90 days (by August 2026):
Watch for political reaction at the UN. Russia or the US will introduce a question in the UN Committee on the Peaceful Uses of Outer Space (COPUOS) about 'regulating energy transmission through outer space.' Under the guise of 'safety,' there will be an attempt to ban or restrict microwave power transmission because it gives China too great an advantage. China will veto (or simply ignore). This will set a precedent: international law cannot keep up with technology, and China operates in a gray zone.
Bet: Watch for contracts to launch Zhuigong demonstrators. The China Academy of Space Technology (CAST) may announce the launch of the first test module into low orbit as early as 2027, not 2030. If this happens, it means ground tests were so successful that they are shortening the timeline. The launch date of the demonstrator will be the main indicator of how confident China is in its technology.

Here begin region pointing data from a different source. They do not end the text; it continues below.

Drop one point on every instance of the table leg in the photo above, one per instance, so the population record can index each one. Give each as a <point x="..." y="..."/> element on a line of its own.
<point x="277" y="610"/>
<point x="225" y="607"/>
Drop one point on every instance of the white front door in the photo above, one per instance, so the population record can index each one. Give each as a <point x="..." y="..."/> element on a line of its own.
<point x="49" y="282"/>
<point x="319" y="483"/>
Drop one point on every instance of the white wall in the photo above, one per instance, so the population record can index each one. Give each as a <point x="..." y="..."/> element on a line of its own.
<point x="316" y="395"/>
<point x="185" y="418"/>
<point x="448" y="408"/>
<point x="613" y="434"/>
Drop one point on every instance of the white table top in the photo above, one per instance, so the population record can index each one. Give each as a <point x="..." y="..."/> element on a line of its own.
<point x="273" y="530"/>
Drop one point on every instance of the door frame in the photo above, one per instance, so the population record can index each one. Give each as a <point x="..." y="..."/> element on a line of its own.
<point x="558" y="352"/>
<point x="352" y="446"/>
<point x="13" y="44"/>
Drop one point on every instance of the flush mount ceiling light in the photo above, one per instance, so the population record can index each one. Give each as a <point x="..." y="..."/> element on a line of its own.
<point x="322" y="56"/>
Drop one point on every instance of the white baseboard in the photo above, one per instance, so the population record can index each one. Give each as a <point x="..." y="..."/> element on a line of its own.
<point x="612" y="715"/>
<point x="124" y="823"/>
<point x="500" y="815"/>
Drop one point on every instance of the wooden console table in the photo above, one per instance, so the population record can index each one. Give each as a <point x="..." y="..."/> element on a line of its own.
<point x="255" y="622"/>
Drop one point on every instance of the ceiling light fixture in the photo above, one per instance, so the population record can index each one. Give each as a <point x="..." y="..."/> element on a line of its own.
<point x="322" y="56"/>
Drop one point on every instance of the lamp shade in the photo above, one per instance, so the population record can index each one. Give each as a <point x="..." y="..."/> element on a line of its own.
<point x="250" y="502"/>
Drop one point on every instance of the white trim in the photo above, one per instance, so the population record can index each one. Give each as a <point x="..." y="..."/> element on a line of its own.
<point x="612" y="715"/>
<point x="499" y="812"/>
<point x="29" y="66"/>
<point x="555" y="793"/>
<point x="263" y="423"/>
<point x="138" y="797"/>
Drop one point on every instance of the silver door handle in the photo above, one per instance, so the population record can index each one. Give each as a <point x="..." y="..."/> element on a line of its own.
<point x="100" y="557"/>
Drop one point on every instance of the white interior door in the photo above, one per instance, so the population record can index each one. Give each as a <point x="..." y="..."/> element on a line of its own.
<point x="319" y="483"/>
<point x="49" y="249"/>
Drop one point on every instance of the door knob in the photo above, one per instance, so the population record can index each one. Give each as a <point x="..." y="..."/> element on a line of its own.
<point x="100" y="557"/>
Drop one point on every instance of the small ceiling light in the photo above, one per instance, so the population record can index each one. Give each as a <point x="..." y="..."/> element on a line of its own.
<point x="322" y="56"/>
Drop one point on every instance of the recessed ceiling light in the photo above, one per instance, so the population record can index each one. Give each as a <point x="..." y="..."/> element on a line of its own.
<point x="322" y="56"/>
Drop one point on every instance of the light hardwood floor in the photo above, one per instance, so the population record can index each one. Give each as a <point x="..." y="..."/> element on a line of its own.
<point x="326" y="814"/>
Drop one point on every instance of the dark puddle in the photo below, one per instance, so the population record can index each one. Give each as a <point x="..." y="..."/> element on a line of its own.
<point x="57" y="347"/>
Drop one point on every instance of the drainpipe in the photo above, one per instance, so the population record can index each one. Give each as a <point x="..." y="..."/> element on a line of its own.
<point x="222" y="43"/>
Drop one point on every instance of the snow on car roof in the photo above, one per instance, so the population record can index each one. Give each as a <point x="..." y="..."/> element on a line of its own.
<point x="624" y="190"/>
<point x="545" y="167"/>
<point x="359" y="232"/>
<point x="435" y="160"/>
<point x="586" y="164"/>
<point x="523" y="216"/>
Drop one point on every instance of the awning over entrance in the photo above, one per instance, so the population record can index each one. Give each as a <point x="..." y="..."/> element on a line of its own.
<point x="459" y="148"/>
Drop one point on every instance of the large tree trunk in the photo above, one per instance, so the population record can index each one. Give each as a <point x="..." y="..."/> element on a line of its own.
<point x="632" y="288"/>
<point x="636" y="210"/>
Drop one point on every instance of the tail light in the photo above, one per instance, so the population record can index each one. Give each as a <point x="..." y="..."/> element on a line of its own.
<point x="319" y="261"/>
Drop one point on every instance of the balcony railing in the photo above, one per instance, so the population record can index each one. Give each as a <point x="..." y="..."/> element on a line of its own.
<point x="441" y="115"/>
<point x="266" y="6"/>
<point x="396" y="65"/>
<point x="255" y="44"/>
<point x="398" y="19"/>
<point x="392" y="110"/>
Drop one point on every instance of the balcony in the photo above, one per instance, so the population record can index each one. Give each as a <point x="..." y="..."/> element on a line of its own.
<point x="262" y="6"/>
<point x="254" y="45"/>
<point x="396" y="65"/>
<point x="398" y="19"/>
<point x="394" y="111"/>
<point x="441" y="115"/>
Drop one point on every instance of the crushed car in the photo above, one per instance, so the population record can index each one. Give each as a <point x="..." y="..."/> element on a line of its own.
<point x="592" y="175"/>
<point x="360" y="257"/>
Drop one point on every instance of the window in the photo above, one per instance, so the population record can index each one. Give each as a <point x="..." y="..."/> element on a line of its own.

Verdict: Zhuigong is the moment when 1970s science fiction (the idea of a space solar station) becomes 2020s engineering reality. But unlike many technologies, this one has immediate military, economic, and political consequences. China is not just building a 'satellite charger.' It is building infrastructure that will make it the energy hegemon of the 21st century. The US and Europe can either catch up (which will take 10 years) or accept the new reality. I bet on the latter. And get ready—in 90 days, this issue will be on the UN General Assembly agenda. Don't miss it.